Mas como ficarão os preços dos imóveis em 2021? Os especialistas preveem preços aos consumidores estáveis ou em leve alta. “A procura por propriedades acende um sinal amarelo para a inflação. Ela pode ser repassada ao consumidor, porque o mercado está aquecido e suportado pela taxa de juros baixa”, analisa Frankel. “É possível que vejamos um aumento de preços em alguns produtos e localizações”, concorda Igliori.

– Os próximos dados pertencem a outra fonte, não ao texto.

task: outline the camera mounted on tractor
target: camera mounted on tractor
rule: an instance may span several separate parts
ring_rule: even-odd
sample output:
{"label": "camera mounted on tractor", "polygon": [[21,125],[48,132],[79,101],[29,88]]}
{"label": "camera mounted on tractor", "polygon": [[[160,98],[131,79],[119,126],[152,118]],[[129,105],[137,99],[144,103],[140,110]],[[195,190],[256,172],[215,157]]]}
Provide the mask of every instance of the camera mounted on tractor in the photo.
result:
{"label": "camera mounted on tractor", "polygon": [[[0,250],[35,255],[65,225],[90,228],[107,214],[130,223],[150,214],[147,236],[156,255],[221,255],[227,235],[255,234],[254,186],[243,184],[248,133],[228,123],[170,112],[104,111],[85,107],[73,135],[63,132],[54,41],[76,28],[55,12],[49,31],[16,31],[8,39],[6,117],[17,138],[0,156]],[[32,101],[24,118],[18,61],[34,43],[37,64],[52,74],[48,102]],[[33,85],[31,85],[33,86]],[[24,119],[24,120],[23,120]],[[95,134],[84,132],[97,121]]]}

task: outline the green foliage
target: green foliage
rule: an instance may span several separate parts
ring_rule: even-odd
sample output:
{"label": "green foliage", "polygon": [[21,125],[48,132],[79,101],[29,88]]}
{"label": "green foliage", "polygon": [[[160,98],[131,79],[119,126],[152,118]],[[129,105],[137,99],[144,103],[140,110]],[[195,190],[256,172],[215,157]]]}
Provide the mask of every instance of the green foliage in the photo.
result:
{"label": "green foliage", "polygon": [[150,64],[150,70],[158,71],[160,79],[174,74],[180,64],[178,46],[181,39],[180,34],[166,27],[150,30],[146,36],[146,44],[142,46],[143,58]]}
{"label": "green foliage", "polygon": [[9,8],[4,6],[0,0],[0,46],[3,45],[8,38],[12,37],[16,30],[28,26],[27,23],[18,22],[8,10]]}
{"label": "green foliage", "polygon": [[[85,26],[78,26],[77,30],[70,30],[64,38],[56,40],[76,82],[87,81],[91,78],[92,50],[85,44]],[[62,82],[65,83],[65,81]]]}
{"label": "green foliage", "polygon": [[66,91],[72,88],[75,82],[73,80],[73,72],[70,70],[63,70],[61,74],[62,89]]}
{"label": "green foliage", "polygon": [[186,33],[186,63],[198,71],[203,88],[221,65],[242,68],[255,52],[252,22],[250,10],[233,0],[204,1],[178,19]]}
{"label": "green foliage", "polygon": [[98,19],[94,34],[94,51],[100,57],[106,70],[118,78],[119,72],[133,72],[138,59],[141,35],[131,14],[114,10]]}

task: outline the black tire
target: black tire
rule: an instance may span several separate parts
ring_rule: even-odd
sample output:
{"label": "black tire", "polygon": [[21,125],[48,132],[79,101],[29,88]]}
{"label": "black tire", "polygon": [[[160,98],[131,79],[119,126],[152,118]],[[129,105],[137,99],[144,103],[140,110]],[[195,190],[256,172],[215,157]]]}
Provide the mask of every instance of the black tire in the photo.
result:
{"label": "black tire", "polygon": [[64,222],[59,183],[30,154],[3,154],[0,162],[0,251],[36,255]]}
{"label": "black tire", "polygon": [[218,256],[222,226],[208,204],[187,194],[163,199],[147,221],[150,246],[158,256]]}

Um ponto importante é a provável alta da taxa Selic este ano. Diversos índices de inflação, referentes a dezembro do ano passado e a janeiro deste ano, vêm mostrando que os preços estão pressionados, o que tem levado economistas a apostar que o Banco Central pode aumentar os juros já no segundo trimestre deste ano, e não a partir do terceiro trimestre como se previa até o ano passado. Ainda que os juros não devam passar da casa dos 3%, patamar ainda historicamente baixo, os bancos podem voltar a subir as taxas dos financiamentos.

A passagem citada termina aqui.